JF Diório
JF Diório

Paul McCartney é explosão de juventude e ode à maturidade

Ex-Beatle se apresenta no Allianz Parque, em São Paulo, aos 75 anos

Pedro Antunes, O Estado de S.Paulo

15 Outubro 2017 | 23h20

Paul McCartney tem 75 anos. Raízes brancas brotam dos seus cabelos tingidos – sim, tingidos, pessoal – de acaju. As costeletas alvas brotam ao lado de das suas orelhas, enquanto o topete é despenteado pela ventania. E sabem o que isso significa? Praticamente nada. Porque o Paul que se apresentou no Allianz Parque, na noite deste domingo, 15, é a figura mais atemporal que o rock produziu nos últimos 50 anos. Qual é a diferença se ele tem 25, 45, 65 ou 75 anos?

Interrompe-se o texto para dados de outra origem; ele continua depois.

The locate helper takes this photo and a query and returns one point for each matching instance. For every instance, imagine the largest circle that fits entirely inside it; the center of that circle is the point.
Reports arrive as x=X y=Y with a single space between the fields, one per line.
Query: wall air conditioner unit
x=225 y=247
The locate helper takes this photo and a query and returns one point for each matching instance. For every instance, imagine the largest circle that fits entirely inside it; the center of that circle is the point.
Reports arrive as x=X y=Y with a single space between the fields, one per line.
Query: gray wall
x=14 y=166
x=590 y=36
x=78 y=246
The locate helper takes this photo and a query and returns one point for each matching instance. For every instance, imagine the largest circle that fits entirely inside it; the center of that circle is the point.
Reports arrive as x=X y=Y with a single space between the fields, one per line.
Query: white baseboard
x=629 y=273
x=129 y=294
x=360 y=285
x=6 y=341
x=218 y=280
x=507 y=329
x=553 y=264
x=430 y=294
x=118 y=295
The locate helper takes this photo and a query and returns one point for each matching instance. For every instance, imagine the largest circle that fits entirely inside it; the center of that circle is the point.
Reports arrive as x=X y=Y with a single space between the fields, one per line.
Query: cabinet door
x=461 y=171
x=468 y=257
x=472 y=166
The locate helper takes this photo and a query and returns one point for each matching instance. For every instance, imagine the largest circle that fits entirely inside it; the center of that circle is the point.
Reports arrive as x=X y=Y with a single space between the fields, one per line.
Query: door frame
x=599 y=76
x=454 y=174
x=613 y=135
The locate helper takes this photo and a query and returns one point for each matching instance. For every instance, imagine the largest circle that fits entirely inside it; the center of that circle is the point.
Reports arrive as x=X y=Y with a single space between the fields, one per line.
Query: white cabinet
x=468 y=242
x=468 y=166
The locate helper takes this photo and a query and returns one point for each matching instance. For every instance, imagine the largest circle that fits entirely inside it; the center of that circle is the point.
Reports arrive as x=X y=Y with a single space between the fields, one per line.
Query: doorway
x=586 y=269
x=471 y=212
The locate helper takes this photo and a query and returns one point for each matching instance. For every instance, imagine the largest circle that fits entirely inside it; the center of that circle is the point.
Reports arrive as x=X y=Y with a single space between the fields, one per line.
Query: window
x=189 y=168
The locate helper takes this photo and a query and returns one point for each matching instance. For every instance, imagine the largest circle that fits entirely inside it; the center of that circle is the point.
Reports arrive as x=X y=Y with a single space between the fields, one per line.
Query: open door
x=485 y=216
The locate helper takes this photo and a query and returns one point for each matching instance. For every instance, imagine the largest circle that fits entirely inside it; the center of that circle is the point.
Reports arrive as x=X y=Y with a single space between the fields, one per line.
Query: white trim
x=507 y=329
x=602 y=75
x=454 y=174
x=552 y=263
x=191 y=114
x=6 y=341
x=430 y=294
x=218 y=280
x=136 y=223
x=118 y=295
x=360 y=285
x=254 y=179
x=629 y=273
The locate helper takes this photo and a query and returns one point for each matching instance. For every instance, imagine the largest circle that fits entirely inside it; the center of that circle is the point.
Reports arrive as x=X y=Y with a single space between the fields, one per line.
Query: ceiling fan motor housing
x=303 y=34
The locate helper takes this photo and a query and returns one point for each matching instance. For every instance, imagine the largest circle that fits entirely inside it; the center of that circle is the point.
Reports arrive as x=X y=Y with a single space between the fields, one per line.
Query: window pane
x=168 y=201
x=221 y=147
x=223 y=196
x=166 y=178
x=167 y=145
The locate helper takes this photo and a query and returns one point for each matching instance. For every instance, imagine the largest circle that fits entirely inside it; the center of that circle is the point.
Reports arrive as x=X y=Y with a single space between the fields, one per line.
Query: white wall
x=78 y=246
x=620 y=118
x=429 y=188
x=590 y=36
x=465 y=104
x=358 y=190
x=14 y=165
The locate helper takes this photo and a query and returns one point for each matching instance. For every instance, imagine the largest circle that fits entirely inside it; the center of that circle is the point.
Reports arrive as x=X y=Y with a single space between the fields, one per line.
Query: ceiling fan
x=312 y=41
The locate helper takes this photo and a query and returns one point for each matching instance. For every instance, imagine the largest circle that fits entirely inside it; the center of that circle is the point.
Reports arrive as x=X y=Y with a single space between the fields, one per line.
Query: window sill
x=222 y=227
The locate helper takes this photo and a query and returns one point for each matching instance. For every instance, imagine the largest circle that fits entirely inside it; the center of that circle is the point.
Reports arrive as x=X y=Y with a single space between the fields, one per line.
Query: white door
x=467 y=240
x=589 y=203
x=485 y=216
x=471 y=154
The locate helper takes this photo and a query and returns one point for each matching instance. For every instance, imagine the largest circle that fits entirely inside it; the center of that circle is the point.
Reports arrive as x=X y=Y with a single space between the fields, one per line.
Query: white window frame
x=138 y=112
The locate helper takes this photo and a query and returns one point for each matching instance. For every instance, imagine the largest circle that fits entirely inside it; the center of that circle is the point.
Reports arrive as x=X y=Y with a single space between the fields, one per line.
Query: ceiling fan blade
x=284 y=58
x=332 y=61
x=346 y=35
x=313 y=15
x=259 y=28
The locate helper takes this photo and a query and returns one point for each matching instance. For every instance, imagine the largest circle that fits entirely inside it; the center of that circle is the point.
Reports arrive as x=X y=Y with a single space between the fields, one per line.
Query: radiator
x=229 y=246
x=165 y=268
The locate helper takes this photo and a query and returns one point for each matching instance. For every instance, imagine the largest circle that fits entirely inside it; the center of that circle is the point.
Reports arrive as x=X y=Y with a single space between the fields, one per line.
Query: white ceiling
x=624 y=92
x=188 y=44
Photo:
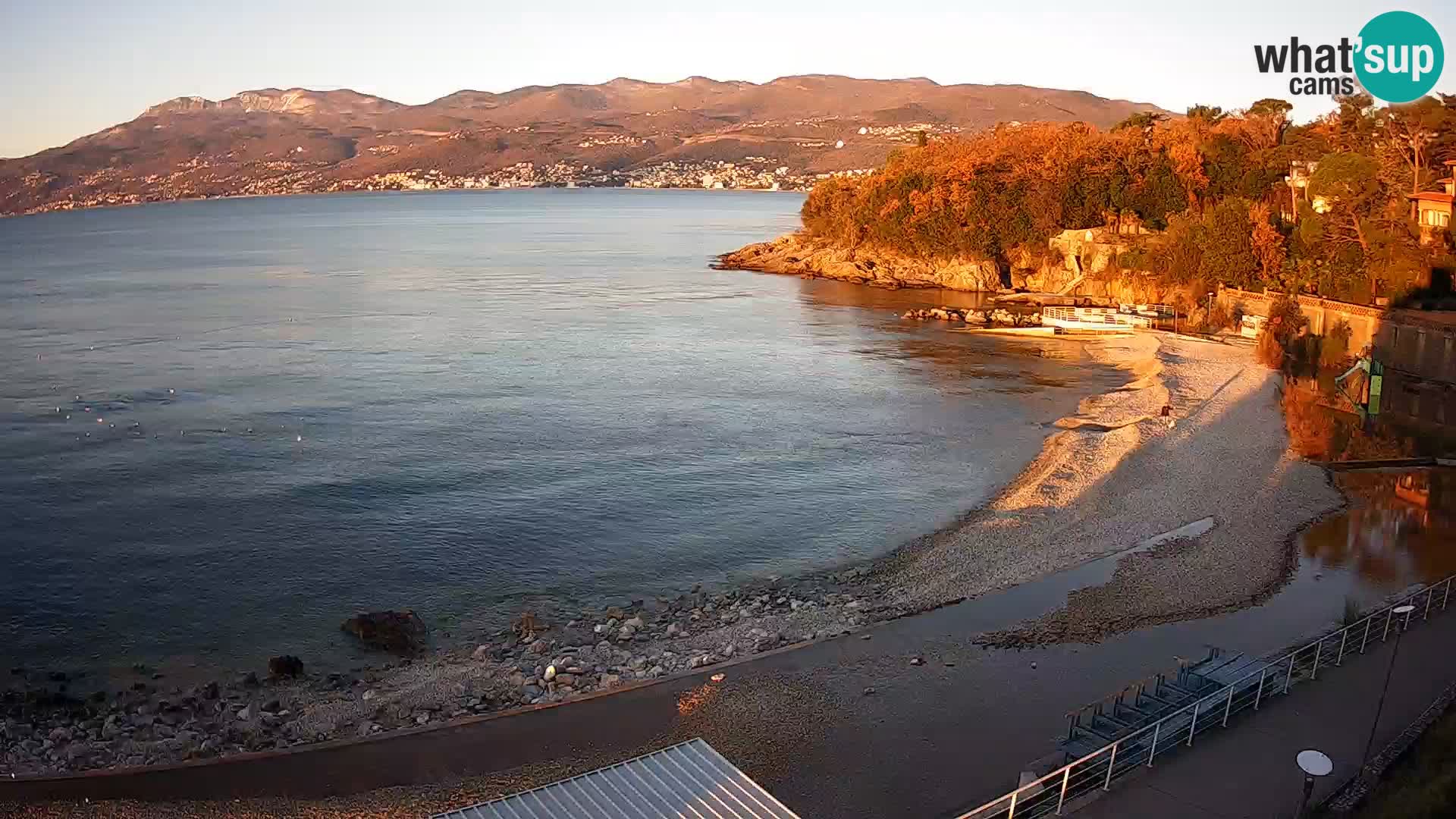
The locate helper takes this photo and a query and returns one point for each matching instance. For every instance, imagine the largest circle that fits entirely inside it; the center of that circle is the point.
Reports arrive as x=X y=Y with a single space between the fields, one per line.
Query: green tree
x=1209 y=114
x=1228 y=246
x=1141 y=120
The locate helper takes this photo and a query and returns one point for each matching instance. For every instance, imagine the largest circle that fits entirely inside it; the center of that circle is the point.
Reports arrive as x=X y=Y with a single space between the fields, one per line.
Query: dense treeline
x=1212 y=184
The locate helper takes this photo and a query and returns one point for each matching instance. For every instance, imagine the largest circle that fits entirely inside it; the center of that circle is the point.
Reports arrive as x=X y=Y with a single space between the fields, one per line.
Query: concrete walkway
x=1248 y=768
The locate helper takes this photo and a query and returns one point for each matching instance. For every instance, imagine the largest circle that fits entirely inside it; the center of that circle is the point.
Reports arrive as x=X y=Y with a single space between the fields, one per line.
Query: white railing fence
x=1050 y=795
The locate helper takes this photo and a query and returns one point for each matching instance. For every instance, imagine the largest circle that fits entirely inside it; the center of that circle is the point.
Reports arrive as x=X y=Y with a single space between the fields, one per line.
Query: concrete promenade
x=1248 y=770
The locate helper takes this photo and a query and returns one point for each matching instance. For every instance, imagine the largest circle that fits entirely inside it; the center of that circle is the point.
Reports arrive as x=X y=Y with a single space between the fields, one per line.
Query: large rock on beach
x=400 y=632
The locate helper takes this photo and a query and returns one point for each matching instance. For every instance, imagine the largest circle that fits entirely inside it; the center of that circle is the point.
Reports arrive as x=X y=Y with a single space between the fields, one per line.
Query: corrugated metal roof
x=685 y=781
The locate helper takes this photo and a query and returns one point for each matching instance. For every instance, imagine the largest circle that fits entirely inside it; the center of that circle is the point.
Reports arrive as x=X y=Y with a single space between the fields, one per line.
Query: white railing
x=1049 y=796
x=1092 y=318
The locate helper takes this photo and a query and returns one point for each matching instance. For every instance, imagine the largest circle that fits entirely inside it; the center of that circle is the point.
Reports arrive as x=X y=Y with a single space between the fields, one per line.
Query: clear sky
x=69 y=67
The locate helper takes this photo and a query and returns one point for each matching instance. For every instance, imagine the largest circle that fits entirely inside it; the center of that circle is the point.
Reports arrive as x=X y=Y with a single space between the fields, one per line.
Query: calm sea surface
x=226 y=426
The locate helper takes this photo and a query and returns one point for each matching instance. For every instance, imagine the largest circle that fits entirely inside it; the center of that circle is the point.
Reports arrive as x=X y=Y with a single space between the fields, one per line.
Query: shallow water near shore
x=284 y=410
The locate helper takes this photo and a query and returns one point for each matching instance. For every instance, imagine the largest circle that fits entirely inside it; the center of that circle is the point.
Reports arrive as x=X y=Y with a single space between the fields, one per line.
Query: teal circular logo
x=1400 y=57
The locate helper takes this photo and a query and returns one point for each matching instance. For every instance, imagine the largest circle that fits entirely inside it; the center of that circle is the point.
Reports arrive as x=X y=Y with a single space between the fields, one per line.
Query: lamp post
x=1315 y=765
x=1405 y=617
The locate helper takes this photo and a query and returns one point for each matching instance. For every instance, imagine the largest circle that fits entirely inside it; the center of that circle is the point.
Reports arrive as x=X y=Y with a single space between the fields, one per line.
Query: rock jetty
x=50 y=725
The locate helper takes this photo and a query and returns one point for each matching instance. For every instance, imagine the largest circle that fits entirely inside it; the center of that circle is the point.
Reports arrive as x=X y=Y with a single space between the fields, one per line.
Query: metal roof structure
x=683 y=781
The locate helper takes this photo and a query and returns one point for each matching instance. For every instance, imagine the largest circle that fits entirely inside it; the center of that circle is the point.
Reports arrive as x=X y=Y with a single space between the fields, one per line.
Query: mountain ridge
x=692 y=131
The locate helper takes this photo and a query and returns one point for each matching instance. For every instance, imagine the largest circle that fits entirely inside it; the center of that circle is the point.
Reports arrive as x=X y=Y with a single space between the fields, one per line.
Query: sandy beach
x=1112 y=475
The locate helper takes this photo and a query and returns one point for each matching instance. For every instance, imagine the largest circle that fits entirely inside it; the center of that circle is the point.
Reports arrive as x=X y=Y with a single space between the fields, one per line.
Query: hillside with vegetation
x=1206 y=197
x=777 y=134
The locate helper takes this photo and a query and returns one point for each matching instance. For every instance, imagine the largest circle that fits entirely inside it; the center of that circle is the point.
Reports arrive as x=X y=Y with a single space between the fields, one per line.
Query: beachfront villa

A voz? Sim. Ela envelheceu. Como um vinho, é bom dizer. Daquelas vozes que não alcançam os agudos de outrora e que, quando você a escuta, acaricia em vez de ferir. É, pelo contrário, delicioso perceber a ação do tempo e a reação de uma das maiores estrelas da música pop diante dele. Quase zombeteiro, Paul McCartney ri do relógio. Isso se dá na apresentação de quase três horas de duração e beirando as 30 músicas, e na capacidade dele, já vovô, cantar e tocar como se fosse o jovem que, em Hamburgo, descobriu o poder de fogo dos Beatles. 

Paul sempre soube o que estava fazendo. O mais meticuloso dos Beatles, ele entendia a potência do que tinha diante de si. Negou-a, fez graça, renegou-a em certo momento da vida (nos anos 1980), mas sempre soube o poder da obra que construía (e construiu). Assim foi com os Beatles, com o Wings, na carreira solo, cujo último disco, New, foi lançado em 2013. 

Quando manda o tempo voltar, ele obedece. E, de repente, estamos em algum lugar da Inglaterra, nos anos 1960, embasbacados pela rebeldia pop promovida pelos Beatles. Seja em alguma canção do início da carreira do quarteto de Liverpool, como Love Me Do, ou no coro de She Loves You – cantada pelo público e, no improviso, brevemente executado pelo Beatle –, seja nas canções mais atuais, como My Valentine, de New, executada ao piano. 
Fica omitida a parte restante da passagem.